Lenfosit aşısı yapılması
Bu sistemde baba adayından alınan kan içinden ayrılan lenfosit hücreleri anne adayında cilt altına verilerek bağışıklık sistemi değiştirilmeye çalışılmaktadır. Tekrar eden hamilelik kayıpları olan anne ve baba adaylarına önerilmiş fakat bu grupta bile etkinliği ispat edilmemiş bir tedavi yöntemidir.
Tüp bebek kayıpları olan anne ve baba adaylarıyla ilgili tek bir çalışma gösterilmiş ve bu çalışmada sonuçların aşılamadan sonraki ilk 6 ay içinde tüp bebek yaptıran vakıalarda arttığı yayınlanmıştır. Fakat bu yöntemin de diğerleri gibi etkinliği iyi planlanmış deneylerde gösterilememiştir.

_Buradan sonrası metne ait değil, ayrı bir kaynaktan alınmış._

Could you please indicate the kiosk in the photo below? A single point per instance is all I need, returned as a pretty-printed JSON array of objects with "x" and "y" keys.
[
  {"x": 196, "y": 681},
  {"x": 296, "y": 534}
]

DHEA (Dehidroepiandrosteron)
DHEA böbrek üstü bezinden salgılanan bir hormondur. Bu hormon vücutta testosteron ve östrojene dönüşür. Yumurtalıklar üzerindeki tesiri tam olarak bilinmemektedir. DHEA’nın yumurtalık hücreleri güçlü olmayan kadınlarda kullanılmasının bu kadınlarda tüp bebek tedavisi başarı yüzdesini yükselttiğini gösteren bazı çalışmalar vardır. Fakat bu optimist sonuçlar yalnızca 3 bilim insanından ve özenle uygulanmamış klinik çalışmalardan gelmektedir. Yani bu konuda bir görüşe sahip olmak için konu hakkındaki çalışmalar fazla yetersizdir.